Time to work on the walk to canter transition. “Pay attention to the first canter jump. Make him a little more collected in the walk and keep the jump always in front of you – be careful it doesn’t come little by little, behind you.”

“In the medium canter, keep more contact with a little bend to the inside. A little more pressure on the bit in medium so he stays rounder. Ride him into the bit – come, come, come, without getting faster. In the medium he gets longer, keep him more together. When there is a little pressure on the bit, keep it, you need this pressure.”

It was back to trot, and again the discussion of the passagey tendency: “I love passagey trot but it has to be forward to the bit, not away from the bit. Be careful, sometimes he loses the hind legs – make him quicker behind and get positive pressure. Now take your hands a little forward following the pressure and there is the perfect neck. Don’t think ‘perfect neck’ and lose the hindlegs.”

This time Daniella was invited to play with passage:

“Ride your collection forward, then you can get passage with rhythm. Passage is also forward. Don’t do it with your hands: seat, legs and maybe whip, just two or three steps, then forward and out, and then the hindlegs are more active, more carrying.”

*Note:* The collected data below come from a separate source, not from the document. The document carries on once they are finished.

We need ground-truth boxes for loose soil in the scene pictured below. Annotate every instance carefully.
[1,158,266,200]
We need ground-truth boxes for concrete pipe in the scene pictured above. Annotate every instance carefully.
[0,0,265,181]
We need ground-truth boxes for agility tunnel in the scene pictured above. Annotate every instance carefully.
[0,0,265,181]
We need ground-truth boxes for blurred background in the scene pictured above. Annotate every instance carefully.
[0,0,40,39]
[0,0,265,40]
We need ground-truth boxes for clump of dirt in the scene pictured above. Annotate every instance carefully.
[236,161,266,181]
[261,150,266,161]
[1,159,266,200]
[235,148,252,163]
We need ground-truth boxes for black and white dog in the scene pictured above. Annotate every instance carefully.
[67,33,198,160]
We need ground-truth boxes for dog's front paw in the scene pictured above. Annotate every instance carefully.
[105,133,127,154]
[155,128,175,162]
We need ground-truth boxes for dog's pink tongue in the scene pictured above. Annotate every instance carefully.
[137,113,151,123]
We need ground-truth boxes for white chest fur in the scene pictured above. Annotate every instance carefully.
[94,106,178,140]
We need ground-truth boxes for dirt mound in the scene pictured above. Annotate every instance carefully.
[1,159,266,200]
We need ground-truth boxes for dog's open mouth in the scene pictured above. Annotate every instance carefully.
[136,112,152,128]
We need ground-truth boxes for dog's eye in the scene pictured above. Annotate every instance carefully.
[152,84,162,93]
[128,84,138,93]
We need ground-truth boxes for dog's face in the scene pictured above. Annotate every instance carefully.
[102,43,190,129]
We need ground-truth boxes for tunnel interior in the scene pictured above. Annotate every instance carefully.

And that was the end of the 2011 edition of Uncle Ulf’s annual young horse seminar. Summing up for the audience, Ulf apologized that he didn’t get the riders to show many test movements: “I’m not a friend to riding too many lessons at home. Half passes are bad for the joints. If the horse can bend and go forward, then it can make a half pass. If it can canter more or less on the spot, then it can make a pirouette – one jump to test is enough.”

“The most important thing is for you to have no fear to touch the horse’s mouth – it is not there for sugar. Try to get contact, and if the horse is not willing to accept the contact, take it even if the horse gets too short for a while. After a while you can follow the mouth and the neck follows too.”

Now I am quite sure that this series of articles with Ulf Möller are going to inspire a negative reaction from some in the equestrian community, particularly Ulf’s forthright views that horses have to be asked to accept contact and that riders must not be afraid of looking for it. However – as with last year’s session – I challenge anyone to point to a horse that looked worried or stressed by what Ulf was asking them to do, and that, to my mind, is the final test.